Nous fumes insouciants, inconséquents, et finalement inconstants l'un avec l'autre, et ce fut un beau gâchis. Nous rîmes, nous bûmes, mais surtout nous fumâmes, bien plus que de raison. Nous ne tombâmes point dans l’abîme, mais on ne pouvait pas impunément s'injecter autant de Thiéfaine par les oreilles et inhaler autant de chanvre indien, et en même temps demander à sortir de notre brouillard par le haut. On a partagé entre 1981 et 83 un goût immodéré pour l’amour physique, les cigarettes mal roulées, le rock progressif. On bricolait un peu pour pouvoir payer le loyer. On aurait pu devenir les Leslie et Kevin de notre génération, mais c’était surtout pour financer notre consommation personnelle, et on n’avait clairement ni l'ambition, ni les moyens. Et l’époque était moins violente. 
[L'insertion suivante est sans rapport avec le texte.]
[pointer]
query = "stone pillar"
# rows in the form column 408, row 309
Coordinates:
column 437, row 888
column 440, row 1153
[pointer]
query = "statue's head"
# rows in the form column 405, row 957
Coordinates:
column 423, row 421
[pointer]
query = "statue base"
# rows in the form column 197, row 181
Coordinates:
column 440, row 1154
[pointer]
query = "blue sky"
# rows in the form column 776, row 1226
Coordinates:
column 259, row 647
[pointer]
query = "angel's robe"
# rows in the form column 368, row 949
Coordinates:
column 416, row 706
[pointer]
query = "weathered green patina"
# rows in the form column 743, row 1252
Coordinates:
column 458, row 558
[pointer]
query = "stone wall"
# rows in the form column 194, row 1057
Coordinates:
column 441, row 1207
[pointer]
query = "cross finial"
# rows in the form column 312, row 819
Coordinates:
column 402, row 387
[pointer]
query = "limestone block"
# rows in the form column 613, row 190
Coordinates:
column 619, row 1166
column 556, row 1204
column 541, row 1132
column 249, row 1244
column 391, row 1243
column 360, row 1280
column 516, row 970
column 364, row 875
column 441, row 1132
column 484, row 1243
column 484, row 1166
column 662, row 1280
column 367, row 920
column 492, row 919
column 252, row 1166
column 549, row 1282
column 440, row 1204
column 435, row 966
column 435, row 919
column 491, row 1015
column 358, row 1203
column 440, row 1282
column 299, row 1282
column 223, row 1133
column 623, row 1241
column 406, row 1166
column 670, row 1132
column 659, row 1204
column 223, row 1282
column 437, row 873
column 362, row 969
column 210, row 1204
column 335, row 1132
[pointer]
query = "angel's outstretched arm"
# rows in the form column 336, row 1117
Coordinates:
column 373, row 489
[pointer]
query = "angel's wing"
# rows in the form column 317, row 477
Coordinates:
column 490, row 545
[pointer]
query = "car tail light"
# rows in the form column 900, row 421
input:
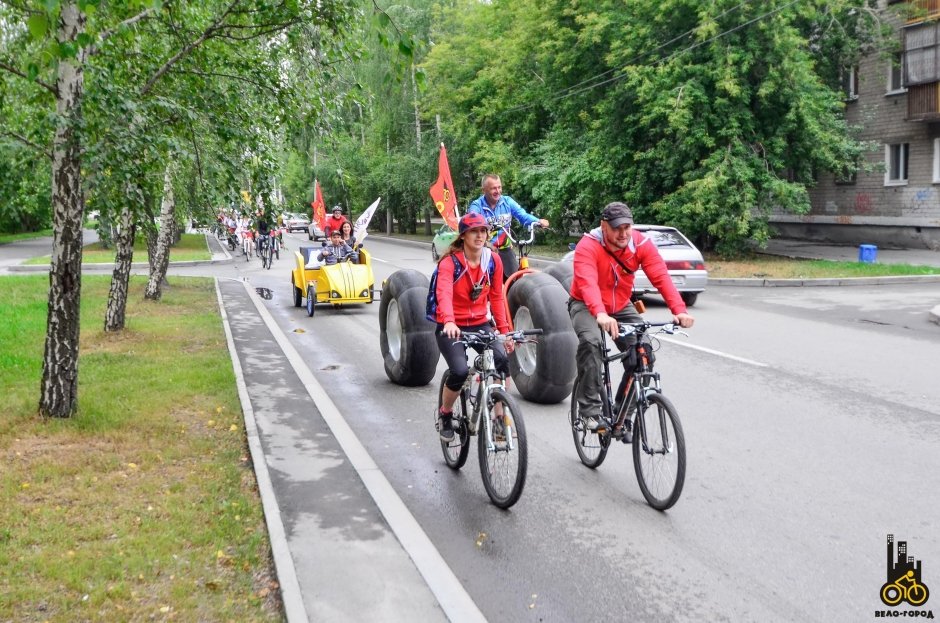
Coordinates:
column 685, row 265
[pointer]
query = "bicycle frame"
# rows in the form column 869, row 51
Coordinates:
column 482, row 370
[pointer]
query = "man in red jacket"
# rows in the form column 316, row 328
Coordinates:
column 334, row 222
column 604, row 262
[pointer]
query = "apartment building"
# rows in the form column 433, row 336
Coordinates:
column 896, row 102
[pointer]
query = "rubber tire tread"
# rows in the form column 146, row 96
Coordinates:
column 522, row 448
column 658, row 504
column 418, row 357
column 556, row 348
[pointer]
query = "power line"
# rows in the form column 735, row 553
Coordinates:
column 562, row 94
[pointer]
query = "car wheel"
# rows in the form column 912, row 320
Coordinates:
column 543, row 371
column 311, row 300
column 409, row 348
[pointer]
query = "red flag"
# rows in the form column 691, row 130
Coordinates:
column 442, row 192
column 319, row 208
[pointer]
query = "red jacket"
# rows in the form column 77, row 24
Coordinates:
column 333, row 224
column 604, row 286
column 453, row 299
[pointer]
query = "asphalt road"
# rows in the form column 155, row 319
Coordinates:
column 812, row 420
Leslie et Kevin : non seulement ils sont morts,
mais en plus ils sont pas du tout ressemblants.

A l'époque, je me suis retrouvé une fois à l’arrière d’une voiture avec un flingue sur le ventre et un rasoir sous la gorge pour conclure une transaction commerciale qui a tourné court, mais j’étais déjà retourné chez mes parents la queue basse, et ce n’était plus lié à ma relation avec toi, mais une aventure avec mon Pygmalion, pour qui je faisais une Galatée pas tout à fait présentable, mais en fait ça l'arrangeait bien. Et ça a été riche d’enseignements, de me faire dépouiller de mes économies, et bien plus efficace qu’un clip de prévention du ministère de promotion du CBD.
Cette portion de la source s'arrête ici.